While the Ministry of Finance’s move to clarify the existing tax treatment of digital currencies is welcome, the draft law raises a number of interesting and unanswered policy questions regarding the differential tax status given to different types of currency and the impact of this status on the development of the digital economy. These questions will hopefully be dealt with more broadly as part of the Tax Board’s review. Once implemented, these changes will mean that traditional fiat-backed currencies and CBDCs will be treated as foreign currency for tax purposes, while privately issued digital currencies (including stablecoins) will not be even where they are adopted as legal tender in a foreign country.
You can read the draft law and explanatory material here. Submissions must be submitted by September 30, 2022.
Any Celsius crypto to go to custodians?
Controversial cryptocurrency business Celsius Network, currently under US bankruptcy protection, is seeking court approval in New York to allow a small group of custodians to withdraw digital assets that were held in separate custody to other assets. Earlier this year, Celsius froze withdrawals, exchanges and transfers of customer funds before filing for bankruptcy in July.
In a filing with the United States Bankruptcy Court for the Southern District of New York, Celsius demanded that customers’ digital assets held in the Celsius Custody Program and imprest accounts be released to those customers.
About $50 million in crypto assets will be included in the proposed release.
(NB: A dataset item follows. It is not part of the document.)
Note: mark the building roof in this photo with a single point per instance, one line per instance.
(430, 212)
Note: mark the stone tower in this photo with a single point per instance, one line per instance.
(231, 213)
The proposed release does not include customers who had Celsius Earn and Borrow accounts. According to Celsius’ lawyers, users did not maintain legal ownership of cryptocurrencies deposited into income or loan accounts, such as the Earn and Borrow accounts.
To further complicate matters, Celsius added to the proposal that users who transferred assets in excess of a statutory minimum from Earning or Loan accounts to the custody program or an escrow account within 90 days of Celsius filing for bankruptcy would also be ineligible to take out their belongings.
The treatment and protection offered to the client’s cryptocurrency holdings is a key issue that needs to be considered when a crypto business is in trouble. We expect further developments in this area globally as a number of recent high-profile insolvencies move through the courts in the US and elsewhere.
Closer to home, and relevant to this issue, when New Zealand-based crypto exchange Cryptopia shut down in January 2019 and subsequently went into liquidation, one of the questions raised was whether cryptocurrencies deposited by clients should be classified as trust property under New Zealand’s the Companies Act and thus must be distributed to account holders, or whether the cryptocurrencies are to be considered Cryptopia’s assets and used to repay creditors.
In that case, the court found that the cryptocurrencies were held in trust for the account holders and Cryptopia had no right to use the assets to repay creditors in the liquidation.